In reality, the overwhelming majority of adults with Medicaid are already either working or can’t work. As the Center on Budget and Policy Priorities notes [see chart], the majority already work, are too sick to work, are going to school, are retired or taking care of family members, or are already actively looking for work and can’t find it. 

Work requirements won’t change those circumstances, but the red tape associated with providing proof of employment, getting doctor’s notes, and filling out stacks of additional paperwork will cause thousands of working people to lose coverage.

As the New York Times recently reported, “a large body of social science suggests that the mere requirement of documenting work hours is likely to cause many eligible people to lose coverage, too.”

This makes perfect sense, particularly for families already struggling simply to survive. After working a physically demanding job as a home health aide or factory worker, or taking care of an aging parent, after working a part-time job and going to school, or managing a debilitating physical or mental health condition, a stack of burdensome paperwork from the state can be the last straw. As the article notes, “these [administrative hurdles] may be especially daunting for the poor, who tend to have less stable work schedules and less access to resources that can simplify compliance: reliable transportation, a bank account, internet access.”

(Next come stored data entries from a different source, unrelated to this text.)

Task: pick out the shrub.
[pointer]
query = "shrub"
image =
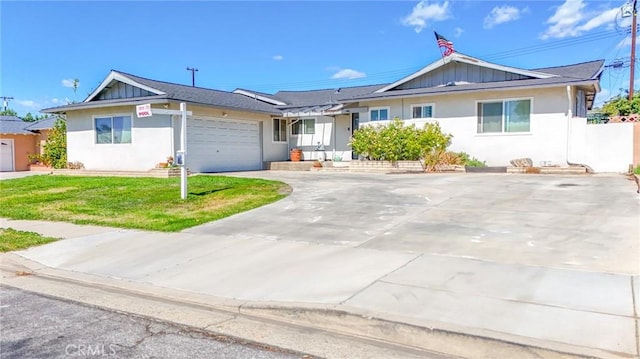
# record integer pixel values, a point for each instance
(397, 142)
(435, 160)
(469, 161)
(55, 149)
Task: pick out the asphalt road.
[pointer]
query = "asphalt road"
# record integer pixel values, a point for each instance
(34, 326)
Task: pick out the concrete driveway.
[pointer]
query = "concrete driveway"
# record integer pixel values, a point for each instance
(589, 223)
(549, 261)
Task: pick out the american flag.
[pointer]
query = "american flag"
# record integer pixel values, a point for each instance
(443, 42)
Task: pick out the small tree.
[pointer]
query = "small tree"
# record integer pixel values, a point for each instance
(55, 149)
(397, 142)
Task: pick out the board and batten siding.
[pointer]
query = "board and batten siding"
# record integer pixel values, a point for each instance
(120, 90)
(458, 72)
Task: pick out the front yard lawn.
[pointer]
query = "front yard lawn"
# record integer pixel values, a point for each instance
(12, 240)
(140, 203)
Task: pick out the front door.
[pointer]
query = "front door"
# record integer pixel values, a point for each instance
(355, 123)
(6, 155)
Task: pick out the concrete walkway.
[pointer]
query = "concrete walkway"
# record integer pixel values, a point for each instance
(544, 261)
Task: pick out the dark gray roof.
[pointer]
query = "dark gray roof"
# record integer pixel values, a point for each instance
(205, 96)
(325, 96)
(584, 70)
(44, 124)
(501, 85)
(14, 125)
(263, 94)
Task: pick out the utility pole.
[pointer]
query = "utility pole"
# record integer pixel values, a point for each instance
(5, 101)
(193, 75)
(633, 49)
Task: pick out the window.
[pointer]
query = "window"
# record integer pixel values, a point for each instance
(504, 116)
(306, 126)
(116, 129)
(279, 130)
(379, 114)
(421, 111)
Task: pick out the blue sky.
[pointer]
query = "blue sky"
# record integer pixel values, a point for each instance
(285, 45)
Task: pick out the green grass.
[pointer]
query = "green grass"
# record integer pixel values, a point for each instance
(140, 203)
(12, 240)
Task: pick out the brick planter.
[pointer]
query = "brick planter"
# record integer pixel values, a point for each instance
(386, 166)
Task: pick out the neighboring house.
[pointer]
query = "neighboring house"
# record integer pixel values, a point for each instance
(19, 139)
(495, 113)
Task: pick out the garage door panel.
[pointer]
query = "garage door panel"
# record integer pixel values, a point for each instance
(223, 145)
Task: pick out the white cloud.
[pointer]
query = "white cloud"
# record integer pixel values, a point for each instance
(501, 14)
(604, 18)
(69, 83)
(573, 19)
(348, 74)
(426, 11)
(28, 103)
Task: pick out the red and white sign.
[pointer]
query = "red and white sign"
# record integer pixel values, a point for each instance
(144, 110)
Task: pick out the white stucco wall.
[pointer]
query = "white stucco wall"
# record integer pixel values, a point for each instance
(151, 141)
(153, 138)
(546, 140)
(609, 147)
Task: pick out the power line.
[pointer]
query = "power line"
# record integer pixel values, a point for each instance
(5, 101)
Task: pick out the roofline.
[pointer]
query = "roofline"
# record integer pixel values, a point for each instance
(115, 75)
(594, 82)
(458, 57)
(140, 101)
(259, 97)
(31, 133)
(106, 103)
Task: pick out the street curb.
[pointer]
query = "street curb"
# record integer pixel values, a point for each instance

From a public health perspective, it makes little sense to deny coverage that helps prevent the spread of disease, allows the mentally ill to access care, and ensures that family members are able to care for individuals who might otherwise require more costly services like nursing homes.

But as our joint initiative Raising Women's Voices noted in a 2016 research brief, the consequences for women, people of color, and LGBTQ people would be particularly severe. While women and men have had roughly equivalent unemployment rates post-Great Recession, women are far more likely to work part-time, making them vulnerable to the kinds of hourly requirements that some states want to impose. In 2014, for example, women accounted for 66% of the part-time work force and only 41% of the full-time workforce. Likewise, since the 1940s, the unemployment rate among African Americans has been consistently double that of white Americans.

Work requirements also have serious consequences for LGBTQ people, who may disproportionately fall within the category of “able-bodied adults without dependents,” which work requirements often seek to target. In states like Kentucky and Indiana, where work requirements were just approved, there are few or no workplace protections for LGBTQ people. In other words,  LGBTQ people are subject to work requirements, while also facing discrimination that keeps them from being hired, or causes them to be fired.

So, if work requirements do little to help people get back to work and primarily punish people who are already working or who can’t work, why are some states pushing for them? It is a deeply cynical attempt to cut costs and rollback the social safety net. In its application to CMS, Kentucky itself predicted that its burdensome new red tape would cause 100,000 people to lose their coverage over the next five years, saving the state money.

For conservative states looking to do what Congress couldn’t, these red tape barriers to access aren’t a nasty side effect, they’re the whole point of the “cure.”

 

Sarah Christopherson is the NWHN Policy Advocacy Director and directs federal policy initiatives for Raising Women’s Voices.